Durante anos a profissão discutiu como provar que o contador é essencial ao negócio, e a resposta costumava vir em forma de argumento, de palestra, de campanha institucional. Ontem a resposta veio em forma de condição normativa: a empresa que quiser a proteção do programa precisa ter alguém da contabilidade nominalmente responsável pela conformidade. Isso é reconhecimento, e reconhecimento nunca vem sozinho. Vem junto com a conta.

Porque ser nominalmente responsável significa que, quando a inconsistência aparecer no cruzamento de dados, o nome que está no papel é o de vocês. Significa que a comunicação da Receita e do CGIBS pode chegar direto na mesa de vocês, sem passar pelo cliente. E significa que o trabalho de acompanhar o percentual de documentos emitidos corretamente, mês a mês, deixou de ser zelo pessoal e virou parte do serviço.

Então a pergunta que eu deixo para este sábado é bem concreta, e ela é sobre contrato, não sobre técnica: se o seu nome vai constar como responsável pela conformidade fiscal de IBS e CBS do cliente, isso está escrito no contrato de prestação de serviços, com escopo definido e honorário correspondente? Se a resposta for não, você acabou de assumir responsabilidade nova de graça. Reconhecimento sem cláusula contratual não é valorização, é risco. E a boa notícia é que a mesma norma que trouxe o risco trouxe o argumento comercial para precificá-lo. Tá?

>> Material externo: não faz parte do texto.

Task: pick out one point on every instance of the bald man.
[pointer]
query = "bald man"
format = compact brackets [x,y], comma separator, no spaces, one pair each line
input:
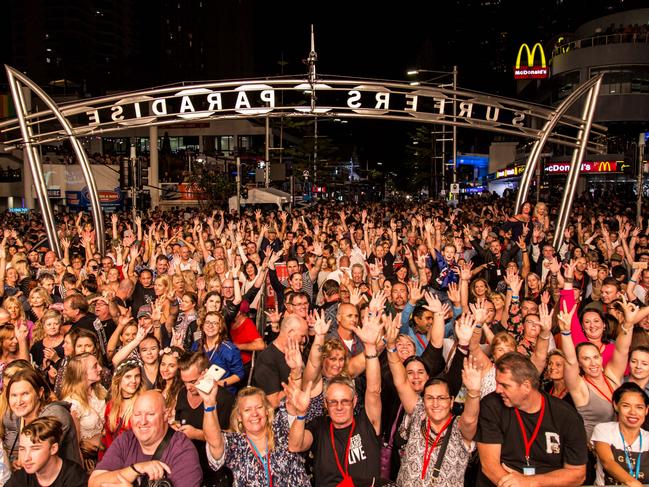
[271,368]
[130,456]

📅 Próximas águas a observar

  • 24 de agosto de 2026, segunda-feira: atualização da plataforma de credenciais das APIs dos ambientes piloto e beta da Reforma, com sistema indisponível das 8h às 11h e necessidade de gerar credenciais novas para os serviços afetados.
  • 1º a 30 de setembro de 2026: período de opção pelo Simples Nacional conforme as regras atualizadas pela Resolução CGSN nº 190, de 4 de agosto de 2026, com possibilidade de cancelamento até 30 de novembro. Abre daqui a 17 dias.
  • 1º de outubro de 2026: começa a obrigatoriedade do destaque de IBS e CBS na NFS-e para a maioria dos serviços sujeitos ao ISS. Faltam 47 dias.
  • 1º de dezembro de 2026: mesma obrigatoriedade alcança plataformas digitais, locações, condomínios e outras atividades específicas, e em 1º de janeiro de 2027 alcança determinados optantes do Simples Nacional.
  • 31 de dezembro de 2026: data-limite para corrigir as inconsistências apontadas e permanecer no Programa Nacional de Conformidade Tributária. Até essa data, a ausência das informações de IBS e CBS também não provoca a rejeição da NFS-e pelo sistema nacional.

📌 Para acompanhar e se aprofundar

Fecho o sábado com uma tarefa que não exige sistema nem reunião e que talvez seja a de maior retorno do mês. Abra o modelo de contrato de prestação de serviços do escritório e procure onde está escrita a conformidade de IBS e CBS. Se não estiver em lugar nenhum, escreva. Uma cláusula com escopo, entregável e honorário. A norma de ontem colocou o nome de vocês dentro do processo, e agora falta colocar esse mesmo nome dentro do contrato.

Bom sábado, bom descanso, e fiquem com Deus.